Ms Barnes this week began a daily 138 kilometre round trip to drive her daughter from Carterton to Kimi Ora School - a special school in Lower Hutt, while they wait for their home to sell. It's the closest special school to them.
"It is very, very specialised, I don't think that every teacher, this is no disrespect to teachers at all, I don't think that every teacher in a class with 30 children has the time to deliver such a specialist expert programme to one child without there being a knock-on effect to the other 29 children."
The family has appealed to the Ministry of Education for a specialist school or unit in the area, a plea they said was supported by 44 other local parents, but felt they had no choice but to leave after receiving a letter from the Ministry, on behalf of Education Minister Chris Hipkins.
“I understand that regional ministry staff have been in contact with the Wairarapa Primary Principals’ Cluster and that at this stage no school is wanting to establish a Special Needs Unit,” the letter stated.
“The Ministry of Education cannot impose the creation of a learning support space or hosting of a satellite class on a school, and there are currently no plans to build or provide a special school in the Wairarapa.”
Ms Barnes said it came across as nobody wanting to help her daughter, or other children in the area with special needs.
"It is upsetting that 25 schools in the area don't want to help our children with special needs, and we're not talking about all children with special needs, we're talking about the ones with more complex special needs that just don't thrive in a mainstream environment."

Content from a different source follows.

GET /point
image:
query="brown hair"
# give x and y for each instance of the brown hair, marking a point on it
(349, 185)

There are 49 primary and intermediate aged children in the area who receive ORS (ongoing resourcing scheme) funding.
Masterton Primary principal Sue Walters said no school in the area wanted to establish a special needs school or unit because children were accommodated within mainstream schools.
"I've seen kids that people believed were basically uneducable turn around and achieve stuff that your so-called-normal children can't do."

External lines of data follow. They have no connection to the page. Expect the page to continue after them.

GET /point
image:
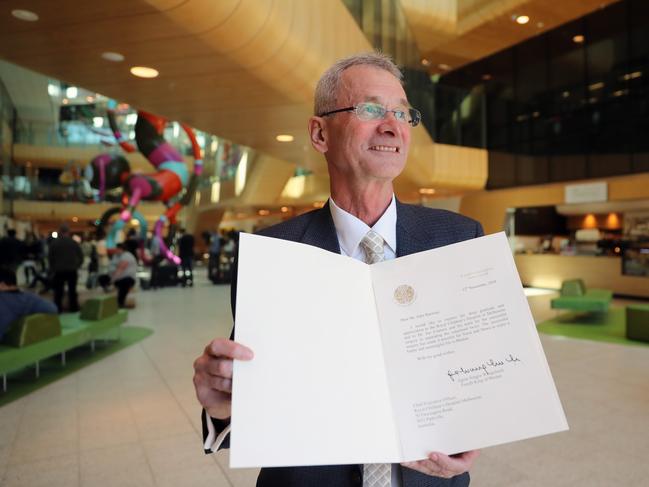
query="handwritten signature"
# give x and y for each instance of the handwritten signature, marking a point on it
(484, 367)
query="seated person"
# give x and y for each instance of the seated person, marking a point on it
(124, 273)
(15, 304)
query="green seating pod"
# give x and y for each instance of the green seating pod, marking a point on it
(637, 322)
(99, 307)
(31, 329)
(575, 297)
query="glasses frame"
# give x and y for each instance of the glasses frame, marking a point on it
(415, 115)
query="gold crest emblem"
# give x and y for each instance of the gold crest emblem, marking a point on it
(404, 295)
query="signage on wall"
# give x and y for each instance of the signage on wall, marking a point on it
(586, 193)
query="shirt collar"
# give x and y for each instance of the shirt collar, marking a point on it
(351, 230)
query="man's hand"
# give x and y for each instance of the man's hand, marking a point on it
(213, 375)
(440, 465)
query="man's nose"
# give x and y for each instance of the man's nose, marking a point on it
(389, 124)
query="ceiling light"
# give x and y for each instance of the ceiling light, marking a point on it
(630, 76)
(53, 90)
(26, 15)
(144, 72)
(115, 57)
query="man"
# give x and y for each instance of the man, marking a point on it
(362, 126)
(65, 257)
(125, 273)
(186, 254)
(15, 304)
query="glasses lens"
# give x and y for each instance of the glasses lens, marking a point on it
(370, 111)
(415, 116)
(400, 114)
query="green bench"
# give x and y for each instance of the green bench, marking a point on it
(36, 337)
(637, 322)
(575, 297)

She said she couldn't speak for other schools in the area, but her staff had the talents and support to ensure children with special needs thrived.
But Associate Minister for Education, Tracy Martin, said parents were the ones that truly knew what was best for their children, and it was time the system started listening to them.

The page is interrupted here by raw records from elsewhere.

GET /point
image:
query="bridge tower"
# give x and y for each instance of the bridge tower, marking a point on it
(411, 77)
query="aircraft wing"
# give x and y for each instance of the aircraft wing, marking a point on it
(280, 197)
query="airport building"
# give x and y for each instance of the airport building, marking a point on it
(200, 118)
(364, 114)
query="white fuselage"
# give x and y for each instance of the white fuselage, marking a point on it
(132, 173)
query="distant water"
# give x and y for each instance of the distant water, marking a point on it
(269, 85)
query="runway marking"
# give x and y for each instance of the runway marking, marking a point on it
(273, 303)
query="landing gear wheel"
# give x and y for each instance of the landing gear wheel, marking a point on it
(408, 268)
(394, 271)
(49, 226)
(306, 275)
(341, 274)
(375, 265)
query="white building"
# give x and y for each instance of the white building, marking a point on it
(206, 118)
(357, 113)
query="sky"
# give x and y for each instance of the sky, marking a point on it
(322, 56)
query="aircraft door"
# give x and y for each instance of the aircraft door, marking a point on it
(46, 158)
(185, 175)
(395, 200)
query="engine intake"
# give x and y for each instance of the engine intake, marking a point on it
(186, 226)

"I'm not trying to take away from the educational professionals at all, but these young people have physical needs, educational needs, social needs, so for the education system to just say to the parents about their children 'we know best, so we're not going to discuss it, we're not going to look at options', I think that's very disappointing, I think we'd like to move past that.
“We'd like to start working more closely with the parents and looking at why don't these parents have similar choices for their children as all other children have."
Ms Martin said the Wairarapa might not need its own special school, but a satellite unit could be beneficial. However, principals might be concerned it wouldn't be properly funded.
Ms Walters said her school and others needed more funding to meet all students’ needs. Her school often had to dip into operational funds to top up teacher aide hours, as most children who meet ORS criteria only received 10 to 17 hours a week.
"It would just be so good to be able to have these kids fully covered and fully catered for. If they need to be covered it doesn't stop at lunch time or at one o'clock when the money runs out. They have to be covered. And the problem is other kids can be seen to be missing out - you know, no I can't afford all the technology I'd like to at my school because I'm actually spending it on some of these sorts of things."
Disability Rights Commissioner Paula Tesoriero agreed with Ms Walters that work was needed to ensure all special needs children were able to access an inclusive education at their local school, rather than having to attend a special school or unit.
Many children at the moment were not receiving the education they needed.
"I agree that's the reality for too many disabled kids in New Zealand, and looking at the stats in terms of outcomes speaks to that. I think there are a range of reasons and things that need to change.
“I'll continue to advocate for this as part of the government's 30 year vision, that inclusive education for disabled kids is there and we really address this properly once and for all."
The Ministry said Marlborough, West Coast, Motueka/Golden Bay and Gisborne were other areas without a special school or satellite class.
It was continuing discussions with Wairarapa principals on what support was needed.